Kekalutan terus menghantui padahal diriku telah berada di luar kampus. Tanpa terasa kaki membawaku ke sebuah halte kosong. Hanya tempat itu yang terpikir olehku untuk sejenak menenangkan diri. Letaknya tidak terlalu jauh dari gerbang kampus dan kemungkinan Alex melihat keberadaanku tetap besar. Meski begitu, sulit sekali berpikir jernih. Aku masih bingung memilih pergi atau tetap memaksakan diri masuk kelas.
Seiring berlalunya waktu deringan ponsel terdengar. Deringnya tak juga berhenti dan mulai menganggu. Nyaliku mendadak menciut meski hanya untuk melihat nama di ĺayar. Sikap pengecut muncul imbas dari rasa takut.
"Maca." Seruan tiba-tiba terdengar. Satu-satunya laki-laki yang memanggilku dengan panggilan itu hanya Erga. Sontak aku berpaling menuju sumber suara, memastikan indera pendengaran tak tertipu.
Dugaanku benar. Erga berlari, menghampiri dari arah kampus. Napasnya masih terengah-engah setibanya di halte. Keberanian nyaris hilang ketika pandangan kami bertemu. Debaran di dada semakin kencang seolah ingin keluar dari tempatnya.
Bingung sekaligus khawatir membayang di kedua mata Erga. Dia membungkukkan punggungnya lalu berkata. "Kamu sakit? Putri tadi bilang sempat bertemu denganmu di kantin.
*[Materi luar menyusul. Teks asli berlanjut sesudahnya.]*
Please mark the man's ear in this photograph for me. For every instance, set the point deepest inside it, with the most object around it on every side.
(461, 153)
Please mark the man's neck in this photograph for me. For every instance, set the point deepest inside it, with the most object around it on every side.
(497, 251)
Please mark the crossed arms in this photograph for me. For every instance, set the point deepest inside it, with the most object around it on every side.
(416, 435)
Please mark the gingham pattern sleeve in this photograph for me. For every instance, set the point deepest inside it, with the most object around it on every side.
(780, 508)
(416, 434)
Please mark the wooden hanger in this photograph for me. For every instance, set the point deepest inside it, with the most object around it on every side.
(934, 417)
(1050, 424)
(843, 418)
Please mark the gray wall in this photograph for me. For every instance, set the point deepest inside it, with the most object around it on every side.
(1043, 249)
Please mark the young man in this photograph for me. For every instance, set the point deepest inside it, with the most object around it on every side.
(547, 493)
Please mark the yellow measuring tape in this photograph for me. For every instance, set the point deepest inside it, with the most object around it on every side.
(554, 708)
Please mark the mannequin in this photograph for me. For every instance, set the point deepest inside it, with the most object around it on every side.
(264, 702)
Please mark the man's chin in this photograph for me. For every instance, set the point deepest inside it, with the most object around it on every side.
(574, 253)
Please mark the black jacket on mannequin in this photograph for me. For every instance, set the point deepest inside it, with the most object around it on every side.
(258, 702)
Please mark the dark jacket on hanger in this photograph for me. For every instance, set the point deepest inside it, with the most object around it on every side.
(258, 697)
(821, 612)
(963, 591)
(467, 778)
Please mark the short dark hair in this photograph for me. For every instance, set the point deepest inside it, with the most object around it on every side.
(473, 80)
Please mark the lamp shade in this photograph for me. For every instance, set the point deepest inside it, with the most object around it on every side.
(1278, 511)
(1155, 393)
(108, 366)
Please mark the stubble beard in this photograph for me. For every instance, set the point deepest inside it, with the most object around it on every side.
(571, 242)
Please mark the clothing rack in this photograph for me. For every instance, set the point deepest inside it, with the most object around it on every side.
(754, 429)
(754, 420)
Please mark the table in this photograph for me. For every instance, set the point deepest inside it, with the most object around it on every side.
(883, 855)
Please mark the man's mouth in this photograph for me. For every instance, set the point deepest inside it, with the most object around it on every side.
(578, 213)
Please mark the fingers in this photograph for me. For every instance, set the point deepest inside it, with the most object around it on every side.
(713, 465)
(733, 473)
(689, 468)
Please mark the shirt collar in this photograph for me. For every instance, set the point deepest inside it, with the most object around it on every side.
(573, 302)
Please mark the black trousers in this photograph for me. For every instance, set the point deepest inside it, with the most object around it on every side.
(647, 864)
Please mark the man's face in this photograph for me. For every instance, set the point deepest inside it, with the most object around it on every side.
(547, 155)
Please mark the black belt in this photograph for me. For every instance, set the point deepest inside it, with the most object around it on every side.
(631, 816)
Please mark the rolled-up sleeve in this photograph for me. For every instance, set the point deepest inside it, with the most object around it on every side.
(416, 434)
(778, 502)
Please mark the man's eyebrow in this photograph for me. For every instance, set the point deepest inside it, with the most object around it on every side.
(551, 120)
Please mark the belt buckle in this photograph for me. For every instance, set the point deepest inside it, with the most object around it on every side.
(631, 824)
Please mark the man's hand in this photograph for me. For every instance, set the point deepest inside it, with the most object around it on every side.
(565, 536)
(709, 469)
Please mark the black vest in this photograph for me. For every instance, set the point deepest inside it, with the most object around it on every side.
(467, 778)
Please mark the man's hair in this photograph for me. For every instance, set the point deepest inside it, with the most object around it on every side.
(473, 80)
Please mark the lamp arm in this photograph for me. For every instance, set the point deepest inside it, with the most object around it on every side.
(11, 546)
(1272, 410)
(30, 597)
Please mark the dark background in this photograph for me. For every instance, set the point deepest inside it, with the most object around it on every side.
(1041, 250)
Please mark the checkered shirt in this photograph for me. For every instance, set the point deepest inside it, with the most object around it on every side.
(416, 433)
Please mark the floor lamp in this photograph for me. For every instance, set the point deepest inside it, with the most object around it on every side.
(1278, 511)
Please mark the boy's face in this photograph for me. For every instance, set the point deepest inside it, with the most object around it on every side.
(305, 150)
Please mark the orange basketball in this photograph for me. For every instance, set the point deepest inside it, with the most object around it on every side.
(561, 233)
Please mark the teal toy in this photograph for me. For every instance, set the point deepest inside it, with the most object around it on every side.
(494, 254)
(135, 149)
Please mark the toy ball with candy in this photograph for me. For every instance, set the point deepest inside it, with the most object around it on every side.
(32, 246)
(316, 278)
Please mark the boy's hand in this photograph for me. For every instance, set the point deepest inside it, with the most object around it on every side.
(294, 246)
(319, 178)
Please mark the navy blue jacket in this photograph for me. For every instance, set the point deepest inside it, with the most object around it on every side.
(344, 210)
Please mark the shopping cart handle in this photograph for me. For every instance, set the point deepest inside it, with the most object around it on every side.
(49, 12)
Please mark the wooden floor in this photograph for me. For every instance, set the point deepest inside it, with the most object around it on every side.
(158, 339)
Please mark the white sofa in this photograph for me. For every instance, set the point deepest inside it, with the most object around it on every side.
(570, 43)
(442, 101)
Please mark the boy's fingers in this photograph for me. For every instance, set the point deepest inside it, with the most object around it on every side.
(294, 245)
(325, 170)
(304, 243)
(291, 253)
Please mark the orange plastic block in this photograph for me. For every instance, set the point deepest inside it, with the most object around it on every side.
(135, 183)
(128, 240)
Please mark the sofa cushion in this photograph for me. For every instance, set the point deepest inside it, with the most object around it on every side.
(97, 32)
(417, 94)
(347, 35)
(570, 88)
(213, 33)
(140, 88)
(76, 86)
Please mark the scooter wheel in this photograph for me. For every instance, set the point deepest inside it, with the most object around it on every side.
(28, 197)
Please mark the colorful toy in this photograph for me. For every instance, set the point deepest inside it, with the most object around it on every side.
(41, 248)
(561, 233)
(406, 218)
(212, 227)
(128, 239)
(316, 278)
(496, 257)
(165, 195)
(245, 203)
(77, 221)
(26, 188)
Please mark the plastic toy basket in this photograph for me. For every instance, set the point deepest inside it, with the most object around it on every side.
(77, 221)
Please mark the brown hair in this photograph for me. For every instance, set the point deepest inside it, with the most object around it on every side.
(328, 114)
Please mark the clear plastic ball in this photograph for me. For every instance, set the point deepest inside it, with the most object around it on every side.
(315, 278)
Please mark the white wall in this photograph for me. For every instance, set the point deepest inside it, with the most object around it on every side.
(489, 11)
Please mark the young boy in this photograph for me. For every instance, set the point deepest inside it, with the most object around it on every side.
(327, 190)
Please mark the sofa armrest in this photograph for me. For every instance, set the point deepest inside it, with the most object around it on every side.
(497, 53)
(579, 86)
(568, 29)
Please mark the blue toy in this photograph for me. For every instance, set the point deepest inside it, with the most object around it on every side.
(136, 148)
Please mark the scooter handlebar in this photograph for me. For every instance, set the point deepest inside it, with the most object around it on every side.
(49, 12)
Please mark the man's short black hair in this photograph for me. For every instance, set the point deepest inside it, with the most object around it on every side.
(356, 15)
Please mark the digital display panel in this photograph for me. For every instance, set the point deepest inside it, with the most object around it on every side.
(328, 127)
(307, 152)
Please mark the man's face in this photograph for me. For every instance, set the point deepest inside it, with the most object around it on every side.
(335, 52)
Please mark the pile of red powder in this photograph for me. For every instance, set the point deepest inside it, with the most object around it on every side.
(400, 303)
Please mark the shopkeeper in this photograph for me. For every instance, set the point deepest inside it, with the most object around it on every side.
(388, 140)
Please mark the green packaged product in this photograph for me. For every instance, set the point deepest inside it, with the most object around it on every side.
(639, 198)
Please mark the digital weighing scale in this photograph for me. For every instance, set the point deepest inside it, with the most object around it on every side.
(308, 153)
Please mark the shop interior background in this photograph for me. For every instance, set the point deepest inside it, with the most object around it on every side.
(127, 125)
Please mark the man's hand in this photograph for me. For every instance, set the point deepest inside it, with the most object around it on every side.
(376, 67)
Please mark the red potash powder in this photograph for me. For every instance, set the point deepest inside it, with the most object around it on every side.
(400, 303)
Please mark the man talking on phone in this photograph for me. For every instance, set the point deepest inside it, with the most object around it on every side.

Aku sudah mengelilingi kantin tapi nggak menemukanmu. Telepon dan pesan juga nggak kamu balas."
"Cuma sedikit pusing, Kak. Aku mau pulang saja. Percuma masuk kelas kalau materinya nggak ada yang nempel di kepala." Susah payah aku mengatur nada bicara sewajar mungkin. Terpaksa mencari alasan demi menutupi kebohongan.
Erga mengusap pipiku lembut. Senyumannya tulus dan aku tersiksa karenanya. "Aku antar pulang ya. Tunggu sebentar, aku pesan taxi online dulu." Dia menegakkan kembali tubuhnya tanpa beranjak menjauh.
"Kakak nggak bawa motor?" tanyaku berbasa-basi.
"Dipakai Egi, dia bilang motornya rusak. Pagi tadi anak itu telat bangun. Kebetulan sekolahnya agak jauh dari rumah jadi terpaksa pinjam motorku," balas Erga tanpa mengalihkan pandangan pada ponsel.
Aku terdiam. Stok pertanyaan seketika menyusut. Bersikap manja seperti meraih jemarinya juga tidak sanggup kulakukan. Keberadaan Axel menambah tekanan. Aku belum tahu akan mengambil sikap seperti apa. Jujur mungkin cara terbaik tapi itu artinya kenangan pahit akan terkorek dari dalam peti yang terkunci rapat dalam ingatan.
"Nah. Itu mobilnya sudah datang." Erga mengangkat dagunya. Sebuah sedan hitam tidak berapa lama berhenti di depan kami.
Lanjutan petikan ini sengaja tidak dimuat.